Türkçe'nin yurt içinde ve yurt dışında yabancı dil olarak öğretimine yönelik artan ihtiyacı karşılaması hedeflenen 'Türkçe’nin Yabancı Dil Olarak Öğretimi Programı' tamamlandı. MEB adına PIKTES (Suriyeli Çocukların Türk Eğitim Sistemine Entegrasyonunun Desteklenmesi Projesi) ve Türkiye Maarif Vakfı’nın iş birliğiyle yürütülen çalışmalara farklı üniversitelerden pek çok uzman ve akademisyen katıldı. Diller İçin Avrupa Ortak Başvuru Metni, Temel Yaşam Becerileri, Avrupa Yeterlikler Çerçevesi ve Değerleri esas alınarak hazırlanan program, Talim ve Terbiye Kurulu Başkanlığı tarafından onaylandı. Programın, Türkçe dil becerilerinin kazandırılması ve ölçme değerlendirilmesine yönelik sınavlarda ulusal ve uluslararası standartları sağlaması amaçlanıyor.
BAKAN SELÇUK: TÜRKÇE KONUŞAN NÜFUSUN ARTMASI İÇİN
Milli Eğitim Bakanı Ziya Selçuk, Türkçe’nin uygarlığın kilit taşı olduğunu ifade ederek "Türkçemiz kültürümüzün taşıyıcısı. Bugüne kadar Türkçemize ve Türkçe ile insanlığa katkı sunmak için birçok proje hayata geçirdik. Bugün tüm dünyada Türkçenin yabancı dil olarak öğretimine yönelik artan bir ihtiyaç söz konusu. Dil bayrağımızın tüm dünyada yaygınlaşması bizim açımızdan büyük önem taşıyor. Dilimizin güçlenmesi, konuşan nüfusun artması için gayret sarf etmeye devam ediyoruz" dedi.
'İLK PROGRAM OLMA ÖZELLİĞİNDE'
Selçuk, Türkçenin Yabancı Dil Olarak Öğretimi Programı içeriğinin, hem örgün hem de yaygın eğitime uygun esnek yapıda olduğunu belirterek, "Türkçenin Yabancı Dil Olarak Öğretimi Programı, MEB’in bu alana yönelik onaylı ilk programı olma özelliğini taşıyor. Artık yurt içi ve yurt dışında Türkçe'nin yabancı dil olarak öğretildiği örgün ve yaygın eğitim kurumlarında, materyal hazırlama süreçlerinde, Türkçe dil becerilerinin ölçme ve değerlendirmesine yönelik sınavlarda ulusal ve uluslararası standartları bu program aracılığıyla sağlayacağız" mesajını verdi.
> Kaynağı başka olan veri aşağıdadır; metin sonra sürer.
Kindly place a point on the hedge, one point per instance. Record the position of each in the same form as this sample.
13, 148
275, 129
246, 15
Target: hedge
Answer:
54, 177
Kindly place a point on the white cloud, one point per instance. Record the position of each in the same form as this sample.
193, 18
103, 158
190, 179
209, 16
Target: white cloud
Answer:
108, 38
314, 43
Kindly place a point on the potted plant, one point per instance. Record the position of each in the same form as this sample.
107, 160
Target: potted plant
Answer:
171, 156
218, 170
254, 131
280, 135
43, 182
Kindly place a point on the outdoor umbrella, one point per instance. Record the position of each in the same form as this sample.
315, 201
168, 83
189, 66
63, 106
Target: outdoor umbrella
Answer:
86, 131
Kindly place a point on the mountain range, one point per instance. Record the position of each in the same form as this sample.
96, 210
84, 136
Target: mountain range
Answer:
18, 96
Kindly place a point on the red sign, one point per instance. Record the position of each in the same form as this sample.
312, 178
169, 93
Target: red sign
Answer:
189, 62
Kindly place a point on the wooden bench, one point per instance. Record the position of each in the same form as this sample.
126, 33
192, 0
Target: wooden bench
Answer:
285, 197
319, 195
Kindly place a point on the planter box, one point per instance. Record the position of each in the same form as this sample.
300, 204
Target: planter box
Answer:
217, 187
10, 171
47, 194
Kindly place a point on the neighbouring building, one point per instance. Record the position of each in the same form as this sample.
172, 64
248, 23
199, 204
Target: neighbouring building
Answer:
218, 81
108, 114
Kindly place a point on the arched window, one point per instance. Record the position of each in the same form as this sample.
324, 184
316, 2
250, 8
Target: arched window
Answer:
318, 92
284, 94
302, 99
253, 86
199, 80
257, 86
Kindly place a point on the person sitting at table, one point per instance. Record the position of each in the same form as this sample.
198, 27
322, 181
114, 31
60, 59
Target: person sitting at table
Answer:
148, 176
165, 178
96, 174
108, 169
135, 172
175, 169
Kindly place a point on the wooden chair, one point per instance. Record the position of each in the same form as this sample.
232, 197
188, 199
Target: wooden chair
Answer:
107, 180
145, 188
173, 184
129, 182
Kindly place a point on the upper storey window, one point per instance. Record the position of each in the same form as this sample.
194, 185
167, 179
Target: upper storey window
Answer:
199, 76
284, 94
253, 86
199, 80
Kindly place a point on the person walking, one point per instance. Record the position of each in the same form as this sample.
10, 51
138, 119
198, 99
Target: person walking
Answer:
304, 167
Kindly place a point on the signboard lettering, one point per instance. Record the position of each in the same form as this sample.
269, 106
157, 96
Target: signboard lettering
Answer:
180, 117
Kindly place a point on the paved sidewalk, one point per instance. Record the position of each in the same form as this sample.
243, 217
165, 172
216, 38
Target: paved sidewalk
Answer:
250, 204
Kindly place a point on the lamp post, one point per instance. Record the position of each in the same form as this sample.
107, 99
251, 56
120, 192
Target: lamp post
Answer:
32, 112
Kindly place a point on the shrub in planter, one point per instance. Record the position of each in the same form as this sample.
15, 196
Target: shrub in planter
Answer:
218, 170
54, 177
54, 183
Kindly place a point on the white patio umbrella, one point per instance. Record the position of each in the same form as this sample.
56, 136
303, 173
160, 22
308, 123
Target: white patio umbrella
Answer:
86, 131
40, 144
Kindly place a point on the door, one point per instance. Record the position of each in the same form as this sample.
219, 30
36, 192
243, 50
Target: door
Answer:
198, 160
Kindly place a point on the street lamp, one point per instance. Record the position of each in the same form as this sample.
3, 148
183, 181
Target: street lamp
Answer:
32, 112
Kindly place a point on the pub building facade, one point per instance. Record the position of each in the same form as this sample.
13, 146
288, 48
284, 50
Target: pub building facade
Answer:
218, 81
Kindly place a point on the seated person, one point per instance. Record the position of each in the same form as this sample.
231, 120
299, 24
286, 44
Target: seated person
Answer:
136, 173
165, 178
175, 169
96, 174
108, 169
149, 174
Program, Türkçeyi bir yabancı dil olarak temel düzeyden (A1) ileri düzeye (C1) kadar aşamalı bir biçimde yapılandırıyor. Temel dil becerilerini (okuma, dinleme, sözlü üretim, sözlü etkileşim, yazma) bütünleşik ve sarmal bir anlayışla ilişkilendirerek geliştirmeyi, dil becerilerini destekleyen işlevsel bir yaklaşımla sunarak kültürel duyarlılığı, dilin sosyokültürel bağlamına uygun biçimde kazandırmayı hedefliyor.